Lederhosen-clad Tyrollean guardsmen hoisted the coffin of Archduke Otto von Habsburg on to their shoulders yesterday, and laid the eldest son of Austria's last emperor to rest in a pomp-filled ceremony evocative of the country's past grandeur when it ruled over much of Europe.

Austria shed its imperial past after it lost the First World War, but for six hours the pageantry, colour and ceremony accompanying the burial turned downtown Vienna into the imperial city it once was. The Archduke, who died on 4 July aged 98, was banished with the rest of his family after the collapse of the Austro-Hungarian empire in 1918. The family then scattered across Europe. To the end, Otto von Habsburg never formally renounced the throne – and on Saturday he gained entry into Vienna's Imperial Crypt, the final resting place of the rest of his dynasty, not as emperor but as an ordinary mortal stripped of all honours and titles.

Three times the master of ceremonies knocked on the crypt's doors and twice the coffin was denied entry – first when the Archduke was named as emperor and holder of dozens of other royal titles, then when his academic and political achievements and other accomplishments were listed. "We do not know him!" was the response from the Capuchin friars within.
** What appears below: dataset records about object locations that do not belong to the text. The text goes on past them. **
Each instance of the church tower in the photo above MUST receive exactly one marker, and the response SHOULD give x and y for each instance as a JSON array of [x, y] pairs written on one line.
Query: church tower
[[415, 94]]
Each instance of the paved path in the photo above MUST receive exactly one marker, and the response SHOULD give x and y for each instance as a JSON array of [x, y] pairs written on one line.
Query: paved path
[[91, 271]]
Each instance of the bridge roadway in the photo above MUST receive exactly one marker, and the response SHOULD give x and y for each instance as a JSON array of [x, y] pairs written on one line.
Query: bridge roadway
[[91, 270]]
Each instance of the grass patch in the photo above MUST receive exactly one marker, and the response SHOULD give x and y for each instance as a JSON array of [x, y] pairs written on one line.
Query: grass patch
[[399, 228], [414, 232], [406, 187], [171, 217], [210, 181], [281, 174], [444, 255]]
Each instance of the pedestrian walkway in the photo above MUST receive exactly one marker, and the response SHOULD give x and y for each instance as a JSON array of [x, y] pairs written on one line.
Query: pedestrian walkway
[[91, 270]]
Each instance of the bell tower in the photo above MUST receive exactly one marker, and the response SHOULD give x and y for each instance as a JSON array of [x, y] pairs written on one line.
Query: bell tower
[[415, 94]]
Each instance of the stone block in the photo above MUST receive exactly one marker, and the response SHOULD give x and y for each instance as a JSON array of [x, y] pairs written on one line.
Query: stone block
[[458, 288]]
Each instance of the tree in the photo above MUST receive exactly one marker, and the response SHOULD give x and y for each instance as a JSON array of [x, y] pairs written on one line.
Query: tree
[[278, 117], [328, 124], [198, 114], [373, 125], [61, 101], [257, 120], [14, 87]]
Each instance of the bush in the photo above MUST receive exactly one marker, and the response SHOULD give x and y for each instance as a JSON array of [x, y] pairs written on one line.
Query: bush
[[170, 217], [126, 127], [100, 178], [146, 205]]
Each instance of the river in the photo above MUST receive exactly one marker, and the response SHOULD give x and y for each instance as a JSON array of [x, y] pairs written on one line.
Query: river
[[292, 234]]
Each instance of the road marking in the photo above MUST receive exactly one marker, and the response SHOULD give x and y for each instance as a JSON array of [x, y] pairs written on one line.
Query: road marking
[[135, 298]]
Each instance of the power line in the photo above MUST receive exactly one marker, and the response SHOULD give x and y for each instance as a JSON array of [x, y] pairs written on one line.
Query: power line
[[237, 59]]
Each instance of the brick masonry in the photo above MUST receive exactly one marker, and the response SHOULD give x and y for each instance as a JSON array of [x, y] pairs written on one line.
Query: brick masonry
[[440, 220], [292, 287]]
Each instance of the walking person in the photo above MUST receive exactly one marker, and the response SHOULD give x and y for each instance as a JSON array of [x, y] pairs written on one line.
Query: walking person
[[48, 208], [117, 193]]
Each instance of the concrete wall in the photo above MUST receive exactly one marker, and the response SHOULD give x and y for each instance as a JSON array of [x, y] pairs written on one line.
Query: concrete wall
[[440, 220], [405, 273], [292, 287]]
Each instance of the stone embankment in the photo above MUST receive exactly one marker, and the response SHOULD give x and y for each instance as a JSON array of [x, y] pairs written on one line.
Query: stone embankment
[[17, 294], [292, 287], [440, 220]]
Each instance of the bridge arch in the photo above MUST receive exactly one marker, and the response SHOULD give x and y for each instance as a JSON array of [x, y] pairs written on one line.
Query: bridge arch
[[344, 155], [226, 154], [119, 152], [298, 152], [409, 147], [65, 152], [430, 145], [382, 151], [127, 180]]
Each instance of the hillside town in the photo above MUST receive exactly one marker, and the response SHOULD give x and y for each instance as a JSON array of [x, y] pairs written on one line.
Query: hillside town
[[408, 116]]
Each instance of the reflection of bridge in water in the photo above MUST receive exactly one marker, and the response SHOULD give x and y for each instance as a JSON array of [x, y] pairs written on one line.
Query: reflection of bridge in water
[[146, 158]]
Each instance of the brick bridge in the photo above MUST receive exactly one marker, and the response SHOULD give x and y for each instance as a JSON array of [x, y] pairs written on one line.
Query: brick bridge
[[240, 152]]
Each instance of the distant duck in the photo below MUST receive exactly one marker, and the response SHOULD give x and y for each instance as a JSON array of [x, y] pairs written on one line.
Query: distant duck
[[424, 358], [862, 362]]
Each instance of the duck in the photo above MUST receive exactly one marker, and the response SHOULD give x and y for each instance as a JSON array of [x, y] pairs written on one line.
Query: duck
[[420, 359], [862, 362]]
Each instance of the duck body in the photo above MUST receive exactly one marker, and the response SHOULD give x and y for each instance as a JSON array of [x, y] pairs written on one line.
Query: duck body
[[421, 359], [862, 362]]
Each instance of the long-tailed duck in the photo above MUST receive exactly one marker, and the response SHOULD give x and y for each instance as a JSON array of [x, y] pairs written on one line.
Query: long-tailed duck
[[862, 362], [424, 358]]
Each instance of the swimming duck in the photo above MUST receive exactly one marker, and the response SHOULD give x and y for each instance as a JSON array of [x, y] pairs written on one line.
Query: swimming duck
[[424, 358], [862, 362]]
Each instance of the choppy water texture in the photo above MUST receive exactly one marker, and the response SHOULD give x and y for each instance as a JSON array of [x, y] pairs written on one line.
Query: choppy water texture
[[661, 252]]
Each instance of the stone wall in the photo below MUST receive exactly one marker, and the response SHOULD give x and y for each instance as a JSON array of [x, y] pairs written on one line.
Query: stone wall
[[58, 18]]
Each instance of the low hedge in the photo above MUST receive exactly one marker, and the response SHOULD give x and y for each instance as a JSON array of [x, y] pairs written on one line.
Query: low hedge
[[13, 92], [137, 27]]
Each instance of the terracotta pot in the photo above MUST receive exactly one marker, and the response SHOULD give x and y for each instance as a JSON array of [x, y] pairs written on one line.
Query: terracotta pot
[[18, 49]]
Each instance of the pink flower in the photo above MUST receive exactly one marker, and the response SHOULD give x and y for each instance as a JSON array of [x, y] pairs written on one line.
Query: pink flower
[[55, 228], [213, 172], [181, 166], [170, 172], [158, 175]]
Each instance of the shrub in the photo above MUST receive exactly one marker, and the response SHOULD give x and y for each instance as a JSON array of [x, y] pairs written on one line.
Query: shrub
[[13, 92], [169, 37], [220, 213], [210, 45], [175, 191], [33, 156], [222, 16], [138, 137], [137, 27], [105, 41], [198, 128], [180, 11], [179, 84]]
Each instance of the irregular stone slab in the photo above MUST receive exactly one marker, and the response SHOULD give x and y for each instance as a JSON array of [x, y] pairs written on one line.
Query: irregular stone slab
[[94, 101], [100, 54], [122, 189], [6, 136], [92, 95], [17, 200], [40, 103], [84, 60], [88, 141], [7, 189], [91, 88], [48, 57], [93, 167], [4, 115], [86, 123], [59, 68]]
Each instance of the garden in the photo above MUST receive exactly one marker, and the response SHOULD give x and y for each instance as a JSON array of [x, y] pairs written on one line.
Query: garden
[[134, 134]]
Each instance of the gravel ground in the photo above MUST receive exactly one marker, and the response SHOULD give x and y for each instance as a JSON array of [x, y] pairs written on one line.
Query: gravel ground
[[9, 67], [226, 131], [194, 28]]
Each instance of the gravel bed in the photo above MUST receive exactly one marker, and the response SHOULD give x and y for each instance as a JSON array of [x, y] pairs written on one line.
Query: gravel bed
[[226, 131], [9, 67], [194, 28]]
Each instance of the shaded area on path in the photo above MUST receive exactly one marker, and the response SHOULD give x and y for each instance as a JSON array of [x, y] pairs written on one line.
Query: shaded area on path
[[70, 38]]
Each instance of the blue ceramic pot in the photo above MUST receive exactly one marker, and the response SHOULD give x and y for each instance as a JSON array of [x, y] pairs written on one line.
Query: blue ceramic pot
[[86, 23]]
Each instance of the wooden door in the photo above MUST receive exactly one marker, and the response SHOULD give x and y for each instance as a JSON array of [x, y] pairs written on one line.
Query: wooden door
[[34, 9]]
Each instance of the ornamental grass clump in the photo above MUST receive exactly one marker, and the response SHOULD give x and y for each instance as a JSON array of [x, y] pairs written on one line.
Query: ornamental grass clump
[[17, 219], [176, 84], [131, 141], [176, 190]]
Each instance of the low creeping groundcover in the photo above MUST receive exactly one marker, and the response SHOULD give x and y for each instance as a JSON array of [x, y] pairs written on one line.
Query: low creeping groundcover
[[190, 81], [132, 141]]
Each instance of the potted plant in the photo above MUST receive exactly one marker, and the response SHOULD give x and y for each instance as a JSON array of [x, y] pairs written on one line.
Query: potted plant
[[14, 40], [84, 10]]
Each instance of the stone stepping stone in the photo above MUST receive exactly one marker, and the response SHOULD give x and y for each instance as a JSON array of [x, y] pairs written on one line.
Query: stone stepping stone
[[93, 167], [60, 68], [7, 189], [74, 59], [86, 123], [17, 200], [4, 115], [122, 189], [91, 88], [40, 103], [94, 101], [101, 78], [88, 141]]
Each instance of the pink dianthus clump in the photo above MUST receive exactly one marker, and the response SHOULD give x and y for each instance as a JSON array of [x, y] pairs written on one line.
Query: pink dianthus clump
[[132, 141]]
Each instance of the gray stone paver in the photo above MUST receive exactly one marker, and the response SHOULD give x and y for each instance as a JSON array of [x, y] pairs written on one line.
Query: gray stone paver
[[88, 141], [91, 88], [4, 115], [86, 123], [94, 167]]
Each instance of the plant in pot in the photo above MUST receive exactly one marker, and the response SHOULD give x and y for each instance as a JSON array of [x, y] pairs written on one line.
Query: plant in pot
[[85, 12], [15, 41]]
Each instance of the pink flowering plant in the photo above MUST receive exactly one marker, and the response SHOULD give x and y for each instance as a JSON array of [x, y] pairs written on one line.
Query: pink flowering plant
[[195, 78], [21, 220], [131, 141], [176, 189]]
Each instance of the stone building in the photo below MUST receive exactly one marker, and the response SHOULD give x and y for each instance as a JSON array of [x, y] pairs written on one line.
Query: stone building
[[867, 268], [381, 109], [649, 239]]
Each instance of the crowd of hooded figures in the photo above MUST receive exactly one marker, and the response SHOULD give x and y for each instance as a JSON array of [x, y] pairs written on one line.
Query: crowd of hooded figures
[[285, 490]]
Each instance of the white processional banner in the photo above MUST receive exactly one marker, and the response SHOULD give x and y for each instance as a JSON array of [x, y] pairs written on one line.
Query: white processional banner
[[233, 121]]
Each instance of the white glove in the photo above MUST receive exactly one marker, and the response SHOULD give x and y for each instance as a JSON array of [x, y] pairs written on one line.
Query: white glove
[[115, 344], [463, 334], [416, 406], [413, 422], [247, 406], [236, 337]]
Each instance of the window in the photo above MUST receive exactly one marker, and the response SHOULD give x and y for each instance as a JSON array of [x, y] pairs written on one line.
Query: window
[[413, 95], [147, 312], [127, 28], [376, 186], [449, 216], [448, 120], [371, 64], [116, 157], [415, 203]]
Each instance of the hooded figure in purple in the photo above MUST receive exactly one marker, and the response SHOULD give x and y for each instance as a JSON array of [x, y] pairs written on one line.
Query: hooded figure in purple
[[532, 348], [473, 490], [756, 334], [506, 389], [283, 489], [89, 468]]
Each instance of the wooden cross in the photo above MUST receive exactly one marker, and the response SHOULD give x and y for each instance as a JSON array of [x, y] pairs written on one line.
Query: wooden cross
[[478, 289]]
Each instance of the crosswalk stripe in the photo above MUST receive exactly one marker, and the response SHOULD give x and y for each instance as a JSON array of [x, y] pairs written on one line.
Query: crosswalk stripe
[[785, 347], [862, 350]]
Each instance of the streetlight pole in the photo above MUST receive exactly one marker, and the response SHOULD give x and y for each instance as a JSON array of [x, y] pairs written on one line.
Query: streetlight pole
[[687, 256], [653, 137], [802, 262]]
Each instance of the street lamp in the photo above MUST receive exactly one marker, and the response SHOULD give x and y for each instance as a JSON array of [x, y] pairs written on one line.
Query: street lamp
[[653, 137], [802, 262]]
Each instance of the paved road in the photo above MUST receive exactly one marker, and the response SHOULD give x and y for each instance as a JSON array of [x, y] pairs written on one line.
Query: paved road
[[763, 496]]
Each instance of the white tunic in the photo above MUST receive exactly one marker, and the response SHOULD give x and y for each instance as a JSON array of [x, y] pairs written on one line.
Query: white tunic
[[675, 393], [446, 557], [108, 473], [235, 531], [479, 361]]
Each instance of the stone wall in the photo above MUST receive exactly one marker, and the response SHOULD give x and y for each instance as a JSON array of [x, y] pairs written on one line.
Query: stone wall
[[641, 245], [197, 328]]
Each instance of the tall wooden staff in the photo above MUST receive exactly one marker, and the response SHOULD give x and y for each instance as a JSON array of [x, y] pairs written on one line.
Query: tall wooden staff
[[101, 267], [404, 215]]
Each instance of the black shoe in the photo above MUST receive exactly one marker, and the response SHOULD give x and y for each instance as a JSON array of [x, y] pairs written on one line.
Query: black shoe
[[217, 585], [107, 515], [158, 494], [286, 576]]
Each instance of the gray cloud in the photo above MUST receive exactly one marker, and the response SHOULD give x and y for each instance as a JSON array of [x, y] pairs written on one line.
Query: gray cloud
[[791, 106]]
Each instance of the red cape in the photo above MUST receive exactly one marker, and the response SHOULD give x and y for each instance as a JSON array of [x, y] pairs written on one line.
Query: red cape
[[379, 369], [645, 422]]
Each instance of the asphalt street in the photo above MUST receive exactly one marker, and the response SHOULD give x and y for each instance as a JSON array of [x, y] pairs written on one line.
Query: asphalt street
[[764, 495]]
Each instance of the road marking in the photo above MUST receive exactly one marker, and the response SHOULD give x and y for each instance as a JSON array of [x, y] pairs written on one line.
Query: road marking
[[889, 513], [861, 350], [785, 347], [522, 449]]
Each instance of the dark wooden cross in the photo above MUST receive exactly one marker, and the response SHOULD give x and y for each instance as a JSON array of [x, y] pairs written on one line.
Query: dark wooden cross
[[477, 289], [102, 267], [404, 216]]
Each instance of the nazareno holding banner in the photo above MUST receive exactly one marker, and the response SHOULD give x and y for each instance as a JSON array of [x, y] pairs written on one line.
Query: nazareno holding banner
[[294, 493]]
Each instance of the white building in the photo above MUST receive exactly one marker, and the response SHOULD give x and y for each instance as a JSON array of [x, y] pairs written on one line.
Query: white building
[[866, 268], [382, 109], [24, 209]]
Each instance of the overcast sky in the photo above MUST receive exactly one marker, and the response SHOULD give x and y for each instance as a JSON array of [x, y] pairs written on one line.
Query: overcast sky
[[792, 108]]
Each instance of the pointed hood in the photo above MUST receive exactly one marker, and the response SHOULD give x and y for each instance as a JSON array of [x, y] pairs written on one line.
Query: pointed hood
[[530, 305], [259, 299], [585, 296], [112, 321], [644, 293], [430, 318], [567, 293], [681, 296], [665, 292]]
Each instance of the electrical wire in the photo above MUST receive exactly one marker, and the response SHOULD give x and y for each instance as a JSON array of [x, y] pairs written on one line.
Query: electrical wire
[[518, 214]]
The doors only opened after he was described as "Otto – a mortal and a sinner".

The crypt was the last stop for the crowd of mourners packing the 2.4km route from the Gothic cathedral where he was eulogised earlier in the day. Police estimated that 10,000 spectators lined the route. Austrian Army units in slow funeral march step were followed by a gurney carrying the coffin, covered with the yellow-black Habsburg flag and flanked by the Tyrollean home guardsmen. Next came close family members, then crowned heads from Europe, Austrian government leaders, clergymen in fanciful Habsburg regimental colours.

The elaborate ceremony in Vienna's St Stephen's Cathedral also evoked the grandeur of the 640-year Habsburg dynasty. The Gothic church was packed. In another symbolic bow to the Habsburgs, seven bishops from nations of the former Austro-Hungarian empire – seven countries plus parts of modern-day Montenegro, Italy, Poland, Romania and Serbia and Ukraine – assisted the Austrian Cardinal Christoph Schoenborn.